= John Shuttleworth (industrialist) =

British businessman (1786–1864)

John Shuttleworth (1786 – 26 April 1864) was an English political activist and campaigner for parliamentary reform in nineteenth century Manchester.

==Life==
Shuttleworth was born in Manchester. He became a cotton dealer there, and was for a time a business partner of John Edward Taylor.

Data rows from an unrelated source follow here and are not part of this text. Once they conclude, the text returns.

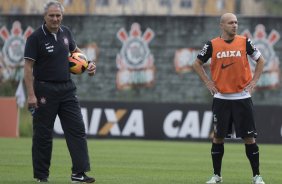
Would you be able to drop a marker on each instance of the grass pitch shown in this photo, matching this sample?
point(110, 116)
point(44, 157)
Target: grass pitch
point(141, 162)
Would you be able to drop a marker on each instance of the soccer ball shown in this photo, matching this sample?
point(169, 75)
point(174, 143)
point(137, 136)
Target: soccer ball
point(78, 63)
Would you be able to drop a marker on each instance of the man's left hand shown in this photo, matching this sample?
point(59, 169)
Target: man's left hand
point(91, 69)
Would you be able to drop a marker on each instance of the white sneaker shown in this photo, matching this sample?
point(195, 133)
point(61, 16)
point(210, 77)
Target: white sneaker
point(215, 179)
point(258, 180)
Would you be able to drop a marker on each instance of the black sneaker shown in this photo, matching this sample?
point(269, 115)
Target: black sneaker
point(42, 180)
point(81, 178)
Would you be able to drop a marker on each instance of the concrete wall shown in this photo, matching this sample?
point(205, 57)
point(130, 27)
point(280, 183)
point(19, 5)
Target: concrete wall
point(170, 34)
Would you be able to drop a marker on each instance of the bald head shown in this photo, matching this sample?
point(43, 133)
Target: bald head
point(227, 16)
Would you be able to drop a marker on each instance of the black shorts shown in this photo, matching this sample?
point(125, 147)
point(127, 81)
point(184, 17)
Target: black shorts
point(229, 114)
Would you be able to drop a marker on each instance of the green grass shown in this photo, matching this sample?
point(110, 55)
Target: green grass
point(141, 162)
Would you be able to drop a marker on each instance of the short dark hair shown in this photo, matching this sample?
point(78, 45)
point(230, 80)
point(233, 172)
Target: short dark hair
point(51, 3)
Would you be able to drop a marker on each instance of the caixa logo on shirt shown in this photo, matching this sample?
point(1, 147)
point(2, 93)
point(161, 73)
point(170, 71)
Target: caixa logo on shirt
point(13, 49)
point(264, 43)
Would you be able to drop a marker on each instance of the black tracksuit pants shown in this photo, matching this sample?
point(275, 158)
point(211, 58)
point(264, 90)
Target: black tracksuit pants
point(58, 99)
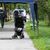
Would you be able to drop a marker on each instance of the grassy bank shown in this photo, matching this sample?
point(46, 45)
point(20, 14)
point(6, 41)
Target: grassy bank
point(42, 41)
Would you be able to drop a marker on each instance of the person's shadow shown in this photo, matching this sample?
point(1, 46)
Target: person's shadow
point(6, 29)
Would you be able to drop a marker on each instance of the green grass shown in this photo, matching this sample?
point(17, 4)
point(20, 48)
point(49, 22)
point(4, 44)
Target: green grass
point(42, 41)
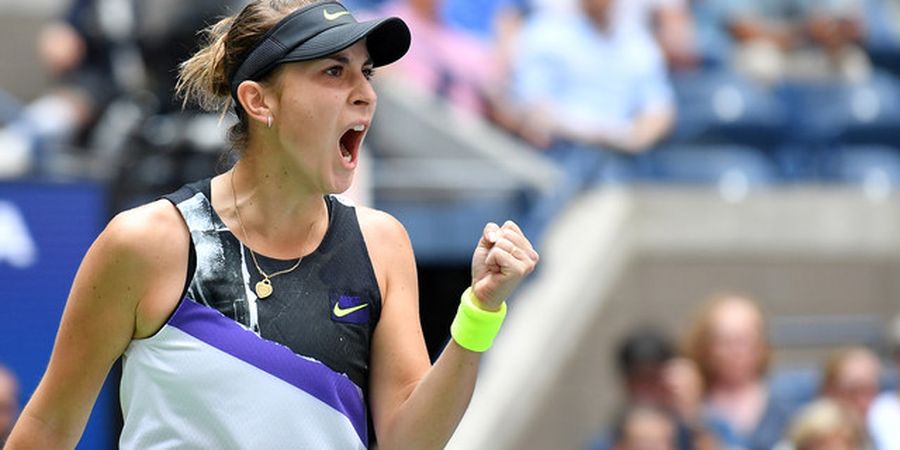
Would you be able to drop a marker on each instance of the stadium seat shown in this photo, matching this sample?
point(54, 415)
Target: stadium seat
point(719, 106)
point(872, 166)
point(711, 164)
point(840, 113)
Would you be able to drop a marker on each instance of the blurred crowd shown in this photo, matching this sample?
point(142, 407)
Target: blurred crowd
point(733, 93)
point(737, 93)
point(717, 390)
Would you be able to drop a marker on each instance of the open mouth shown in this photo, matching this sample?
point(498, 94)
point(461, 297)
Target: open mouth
point(350, 142)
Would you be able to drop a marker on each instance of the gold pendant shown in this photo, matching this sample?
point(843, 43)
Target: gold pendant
point(264, 288)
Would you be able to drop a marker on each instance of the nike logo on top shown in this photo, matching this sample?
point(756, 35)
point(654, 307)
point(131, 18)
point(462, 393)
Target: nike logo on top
point(334, 16)
point(341, 312)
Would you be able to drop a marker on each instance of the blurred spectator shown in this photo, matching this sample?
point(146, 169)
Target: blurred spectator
point(645, 428)
point(654, 377)
point(669, 21)
point(474, 18)
point(442, 60)
point(825, 425)
point(728, 341)
point(99, 51)
point(776, 40)
point(884, 415)
point(9, 402)
point(589, 90)
point(852, 378)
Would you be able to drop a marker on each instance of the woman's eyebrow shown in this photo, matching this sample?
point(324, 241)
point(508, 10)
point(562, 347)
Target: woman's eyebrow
point(343, 59)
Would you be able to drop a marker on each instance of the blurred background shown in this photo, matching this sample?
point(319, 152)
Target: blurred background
point(713, 186)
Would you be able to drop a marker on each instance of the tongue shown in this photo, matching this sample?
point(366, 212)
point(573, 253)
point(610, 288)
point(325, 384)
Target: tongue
point(348, 141)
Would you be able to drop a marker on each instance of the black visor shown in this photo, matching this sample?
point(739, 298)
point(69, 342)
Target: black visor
point(318, 30)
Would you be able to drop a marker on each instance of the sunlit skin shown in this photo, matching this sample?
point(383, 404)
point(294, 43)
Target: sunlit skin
point(9, 402)
point(838, 439)
point(735, 344)
point(647, 430)
point(312, 104)
point(734, 360)
point(857, 382)
point(131, 279)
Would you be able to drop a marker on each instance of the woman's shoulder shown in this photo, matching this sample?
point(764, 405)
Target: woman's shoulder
point(150, 232)
point(380, 226)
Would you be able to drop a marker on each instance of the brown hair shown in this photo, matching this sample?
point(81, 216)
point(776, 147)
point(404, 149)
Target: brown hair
point(204, 78)
point(697, 340)
point(821, 419)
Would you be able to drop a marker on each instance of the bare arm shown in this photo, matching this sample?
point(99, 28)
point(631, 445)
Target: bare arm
point(98, 323)
point(414, 405)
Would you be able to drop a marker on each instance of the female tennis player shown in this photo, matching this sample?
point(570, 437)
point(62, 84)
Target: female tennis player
point(255, 310)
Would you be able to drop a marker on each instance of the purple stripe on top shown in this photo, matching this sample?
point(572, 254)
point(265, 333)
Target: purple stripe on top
point(313, 377)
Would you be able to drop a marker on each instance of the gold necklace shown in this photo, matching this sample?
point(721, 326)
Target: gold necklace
point(264, 287)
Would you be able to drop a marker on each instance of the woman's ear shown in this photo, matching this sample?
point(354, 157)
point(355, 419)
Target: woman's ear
point(255, 102)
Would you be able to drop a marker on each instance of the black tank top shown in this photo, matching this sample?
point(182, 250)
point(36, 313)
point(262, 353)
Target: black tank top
point(326, 309)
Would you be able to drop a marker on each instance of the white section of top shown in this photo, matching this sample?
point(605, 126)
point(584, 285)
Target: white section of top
point(180, 392)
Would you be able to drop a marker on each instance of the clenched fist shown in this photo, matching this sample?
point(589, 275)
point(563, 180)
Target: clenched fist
point(502, 259)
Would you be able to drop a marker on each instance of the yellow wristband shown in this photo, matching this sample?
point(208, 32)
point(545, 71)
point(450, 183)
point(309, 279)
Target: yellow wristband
point(474, 328)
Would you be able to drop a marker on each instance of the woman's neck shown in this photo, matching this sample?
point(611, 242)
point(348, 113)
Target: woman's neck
point(283, 217)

In 1814 Shuttleworth was a supporter of the Lancasterian school in Manchester; and in 1815 he spoke against the Corn Laws in the year of their introduction at a Manchester meeting. In the following years he was part of the "small determined band" or Little Circle that discussed economics, with Taylor, Archibald Prentice, Absalom Watkin and others. The Manchester Guardian was founded in 1821, and in 1823 Taylor gave up his partnership with Shuttleworth, dealing in cotton, twist and weft, to become its full-time editor. In 1824 the Circle took control of the Manchester Gazette, with Prentice becoming its editor. In 1828 Prentice and the Circle's vehicle shifted to the Manchester Times.

In 1821 Shuttleworth provided support to Rowland Detrosier, finding him work in the factory of the cotton spinner Benjamin Naylor.

He was elected to membership of the Manchester Literary and Philosophical Society on 30 October 1835

Shuttleworth was a Unitarian, a member of the Cross Street Chapel congregation of William Gaskell.